Magnetic Bacteria Eaten as Pills Destroy Colon Tumors and Rewire Gut Microbiome

Colorectal cancer (CRC) remains one of the most common and deadly cancers worldwide, and standard treatments — surgery, chemotherapy, and immunotherapy — frequently fail due to immune suppression and gut microbiome disruption. This study, published in Bioactive Materials (2025), introduces a novel living therapeutic platform: oncolytic magnetotactic bacteria engineered to deliver combination chemo-immunotherapy directly to colorectal tumors via oral administration, while simultaneously remodeling the gut microbiota and its metabolic output.

The platform, called MSR-CPT/APP@LPs, was built on Magnetospirillum gryphiswaldense (MSR), a facultative anaerobe that naturally biomineralizes chains of iron-oxide magnetosomes (30–50 nm) inside its helical body (2–5 μm long). Camptothecin (CPT), a topoisomerase I inhibitor, was conjugated to the bacterial surface via a glutathione (GSH)-responsive linker for tumor-selective release, while an anti-PD-L1 peptide (APP) was attached via a hypoxia-responsive linker. The bacteria were then encapsulated in a protective shell of mulberry-leaf lipids and Pluronic F127 (LPs) to survive gastric acid, intestinal enzymes, and colonic fluid. Growth curve experiments confirmed that MSR-CPT/APP@LPs maintained viability comparable to unmodified MSR after sequential exposure to simulated gastric (2 h), small intestinal (8 h), and colonic (12 h) fluids.

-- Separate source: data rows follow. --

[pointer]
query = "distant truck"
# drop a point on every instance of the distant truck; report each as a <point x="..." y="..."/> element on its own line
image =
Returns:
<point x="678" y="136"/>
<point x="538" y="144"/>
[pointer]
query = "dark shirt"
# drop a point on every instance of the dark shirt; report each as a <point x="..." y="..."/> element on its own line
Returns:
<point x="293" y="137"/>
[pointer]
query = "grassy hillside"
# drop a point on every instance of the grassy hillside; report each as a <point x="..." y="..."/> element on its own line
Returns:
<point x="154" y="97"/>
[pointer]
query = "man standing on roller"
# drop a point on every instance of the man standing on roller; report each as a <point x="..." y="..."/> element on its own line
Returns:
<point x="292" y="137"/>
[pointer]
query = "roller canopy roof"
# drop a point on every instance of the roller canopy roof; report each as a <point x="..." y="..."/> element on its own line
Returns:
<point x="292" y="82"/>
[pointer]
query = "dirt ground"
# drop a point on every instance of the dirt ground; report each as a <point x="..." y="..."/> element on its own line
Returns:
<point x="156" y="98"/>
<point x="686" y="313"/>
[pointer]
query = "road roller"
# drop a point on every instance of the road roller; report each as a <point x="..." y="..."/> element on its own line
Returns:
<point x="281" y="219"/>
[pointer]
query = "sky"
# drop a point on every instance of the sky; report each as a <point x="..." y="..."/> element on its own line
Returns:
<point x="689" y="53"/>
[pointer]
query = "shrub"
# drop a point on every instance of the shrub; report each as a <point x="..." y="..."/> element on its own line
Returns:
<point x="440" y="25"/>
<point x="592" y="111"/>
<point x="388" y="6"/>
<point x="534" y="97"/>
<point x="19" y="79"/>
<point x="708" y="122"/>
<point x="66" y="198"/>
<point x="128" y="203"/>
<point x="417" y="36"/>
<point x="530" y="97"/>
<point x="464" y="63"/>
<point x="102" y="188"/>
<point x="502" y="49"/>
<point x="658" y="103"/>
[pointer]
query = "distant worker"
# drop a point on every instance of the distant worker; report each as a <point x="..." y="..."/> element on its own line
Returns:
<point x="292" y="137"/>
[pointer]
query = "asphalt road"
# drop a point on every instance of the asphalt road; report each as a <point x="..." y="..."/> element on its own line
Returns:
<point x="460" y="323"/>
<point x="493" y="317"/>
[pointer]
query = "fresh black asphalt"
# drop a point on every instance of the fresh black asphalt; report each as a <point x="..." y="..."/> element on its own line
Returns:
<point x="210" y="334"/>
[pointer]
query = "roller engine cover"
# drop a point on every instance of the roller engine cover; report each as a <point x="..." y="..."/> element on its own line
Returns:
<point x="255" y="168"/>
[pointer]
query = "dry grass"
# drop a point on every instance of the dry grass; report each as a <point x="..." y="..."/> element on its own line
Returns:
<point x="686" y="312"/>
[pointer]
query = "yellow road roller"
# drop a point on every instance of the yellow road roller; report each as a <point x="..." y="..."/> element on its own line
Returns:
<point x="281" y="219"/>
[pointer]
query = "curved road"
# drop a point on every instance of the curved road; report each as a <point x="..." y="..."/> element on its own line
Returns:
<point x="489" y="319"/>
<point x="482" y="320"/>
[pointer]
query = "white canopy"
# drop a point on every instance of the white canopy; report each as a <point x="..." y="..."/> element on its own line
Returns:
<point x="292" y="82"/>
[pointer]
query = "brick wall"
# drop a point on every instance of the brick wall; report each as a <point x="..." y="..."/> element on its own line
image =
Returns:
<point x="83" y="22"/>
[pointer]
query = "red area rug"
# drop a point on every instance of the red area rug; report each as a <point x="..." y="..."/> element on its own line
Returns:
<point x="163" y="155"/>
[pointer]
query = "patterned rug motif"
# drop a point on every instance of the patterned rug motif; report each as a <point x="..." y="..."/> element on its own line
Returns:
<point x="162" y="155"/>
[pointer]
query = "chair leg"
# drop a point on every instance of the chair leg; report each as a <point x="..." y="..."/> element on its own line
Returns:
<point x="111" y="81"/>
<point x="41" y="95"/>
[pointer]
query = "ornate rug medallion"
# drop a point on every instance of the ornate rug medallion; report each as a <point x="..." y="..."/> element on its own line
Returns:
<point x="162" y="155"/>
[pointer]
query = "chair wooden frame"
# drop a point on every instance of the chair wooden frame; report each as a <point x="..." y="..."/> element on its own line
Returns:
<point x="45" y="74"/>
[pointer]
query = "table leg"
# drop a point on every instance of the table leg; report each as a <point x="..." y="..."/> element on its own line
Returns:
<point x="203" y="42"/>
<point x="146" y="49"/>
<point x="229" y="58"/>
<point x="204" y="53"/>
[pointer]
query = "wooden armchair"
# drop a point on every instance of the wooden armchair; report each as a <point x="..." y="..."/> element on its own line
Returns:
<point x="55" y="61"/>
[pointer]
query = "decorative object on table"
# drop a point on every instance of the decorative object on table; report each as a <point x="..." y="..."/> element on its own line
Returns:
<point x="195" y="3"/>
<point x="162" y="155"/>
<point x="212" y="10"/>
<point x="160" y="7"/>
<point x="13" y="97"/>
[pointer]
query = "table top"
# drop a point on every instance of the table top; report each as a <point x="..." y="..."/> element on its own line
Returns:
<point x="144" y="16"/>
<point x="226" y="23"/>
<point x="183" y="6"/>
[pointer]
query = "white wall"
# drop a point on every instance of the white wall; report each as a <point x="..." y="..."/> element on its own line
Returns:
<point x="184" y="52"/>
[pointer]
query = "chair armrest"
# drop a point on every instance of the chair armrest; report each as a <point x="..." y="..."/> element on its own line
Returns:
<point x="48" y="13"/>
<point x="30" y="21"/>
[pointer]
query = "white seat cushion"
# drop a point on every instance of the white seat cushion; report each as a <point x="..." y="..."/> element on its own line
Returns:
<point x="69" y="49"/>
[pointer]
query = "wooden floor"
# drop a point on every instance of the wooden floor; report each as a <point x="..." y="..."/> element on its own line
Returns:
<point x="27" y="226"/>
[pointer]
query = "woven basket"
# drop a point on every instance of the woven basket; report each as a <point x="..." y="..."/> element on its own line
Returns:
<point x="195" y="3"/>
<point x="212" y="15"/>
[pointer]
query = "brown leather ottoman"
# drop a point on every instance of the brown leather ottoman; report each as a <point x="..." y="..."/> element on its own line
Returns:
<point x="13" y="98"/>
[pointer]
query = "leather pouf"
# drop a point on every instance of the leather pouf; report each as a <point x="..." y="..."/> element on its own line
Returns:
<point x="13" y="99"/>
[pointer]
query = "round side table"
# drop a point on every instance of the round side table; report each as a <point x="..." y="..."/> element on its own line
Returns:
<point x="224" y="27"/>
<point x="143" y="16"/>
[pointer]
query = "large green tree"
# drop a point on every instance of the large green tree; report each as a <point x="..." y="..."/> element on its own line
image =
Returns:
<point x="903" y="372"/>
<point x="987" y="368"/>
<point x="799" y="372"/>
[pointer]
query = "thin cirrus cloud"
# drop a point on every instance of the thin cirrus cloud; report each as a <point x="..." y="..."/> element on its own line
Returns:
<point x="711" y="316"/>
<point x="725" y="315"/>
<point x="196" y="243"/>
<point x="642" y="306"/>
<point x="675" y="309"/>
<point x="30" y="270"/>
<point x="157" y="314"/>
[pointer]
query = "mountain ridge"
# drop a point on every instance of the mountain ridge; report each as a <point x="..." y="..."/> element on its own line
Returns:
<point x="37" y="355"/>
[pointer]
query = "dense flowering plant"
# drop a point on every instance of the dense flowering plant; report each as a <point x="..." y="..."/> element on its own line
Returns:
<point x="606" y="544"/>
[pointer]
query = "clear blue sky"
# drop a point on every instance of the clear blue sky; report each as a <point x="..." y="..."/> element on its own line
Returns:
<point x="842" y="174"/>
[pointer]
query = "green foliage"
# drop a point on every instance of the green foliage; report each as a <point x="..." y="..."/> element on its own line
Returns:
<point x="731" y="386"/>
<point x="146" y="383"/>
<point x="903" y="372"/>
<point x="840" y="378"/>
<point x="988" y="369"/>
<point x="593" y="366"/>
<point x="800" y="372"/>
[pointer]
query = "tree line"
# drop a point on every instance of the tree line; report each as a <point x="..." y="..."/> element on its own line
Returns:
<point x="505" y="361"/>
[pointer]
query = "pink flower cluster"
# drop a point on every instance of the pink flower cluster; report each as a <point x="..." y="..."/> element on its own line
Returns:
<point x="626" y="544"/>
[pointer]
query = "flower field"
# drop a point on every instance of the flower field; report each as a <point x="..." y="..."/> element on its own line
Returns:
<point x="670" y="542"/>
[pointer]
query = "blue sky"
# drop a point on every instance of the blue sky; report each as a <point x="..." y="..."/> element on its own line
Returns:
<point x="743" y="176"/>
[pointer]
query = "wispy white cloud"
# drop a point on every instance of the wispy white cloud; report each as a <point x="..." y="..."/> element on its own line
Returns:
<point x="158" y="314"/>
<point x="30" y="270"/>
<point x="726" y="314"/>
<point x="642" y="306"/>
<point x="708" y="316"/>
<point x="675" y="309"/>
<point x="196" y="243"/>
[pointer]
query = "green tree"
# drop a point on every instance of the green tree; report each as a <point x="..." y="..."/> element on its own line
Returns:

Upon reaching the tumor, exposure to an alternating magnetic field (AMF, 4.5 kW, 375 kHz) caused the magnetosomes to generate heat — suspensions of 1.2 × 10⁹ CFU/mL reached 84 °C within 5 minutes — while the lipid shell degraded at 42 °C, releasing the bacteria and their drug payloads. In CT-26 colorectal cancer cell experiments, MSR-CPT@LPs + AMF produced the highest cytotoxicity and induced robust DNA damage (γ-H2AX staining), activated the cGAS-STING pathway (elevated p-STING, p-TBK1, p-IRF3), triggered immunogenic cell death (ICD) markers including calreticulin exposure and HMGB1 release, and promoted macrophage polarization toward the pro-inflammatory M1 phenotype.

In AOM/DSS-induced primary CRC mouse models (n = 6 per group), oral MSR-CPT/APP@LPs + AMF significantly suppressed primary tumor growth and, in tumor rechallenge experiments (subcutaneous CT-26 injection on day 59), nearly abolished distant tumor formation — demonstrating durable systemic immune memory. Flow cytometry of spleens and lymph nodes revealed increased mature dendritic cells (CD80⁺CD86⁺), elevated CD8⁺ cytotoxic T cells, reduced regulatory T cells (Foxp3⁺), and expanded effector memory T cells (CD44⁺CD62L⁻). Serum levels of TNF-α, IFN-γ, and IFN-β were all significantly elevated in the MSR-CPT/APP@LPs + AMF group versus controls.

A particularly striking finding was the treatment's impact on gut microbiota and metabolism. 16S rRNA sequencing of feces showed that MSR-CPT/APP@LPs + AMF increased relative abundances of beneficial taxa including Lachnospiraceae (unclassified) and Alistipes, while reducing Bacteroides. Metabolomic analysis revealed elevated short-chain fatty acids (butyric, valeric, and caproic acids), which activate CD8⁺ T cells and suppress the immunosuppressive kynurenine pathway by downregulating IDO1, IDO2, and TDO2. Citrulline — an immune-activating metabolite — increased, while L-glutamine (which fuels tumor growth) and kynurenic acid (which suppresses T cells) decreased. Lachnospiraceae downregulated glycerophospholipids (PC, PE, PS), further relieving T cell inhibition. These microbiome-metabolome shifts represent a secondary, indirect antitumor mechanism operating in parallel with direct tumor killing.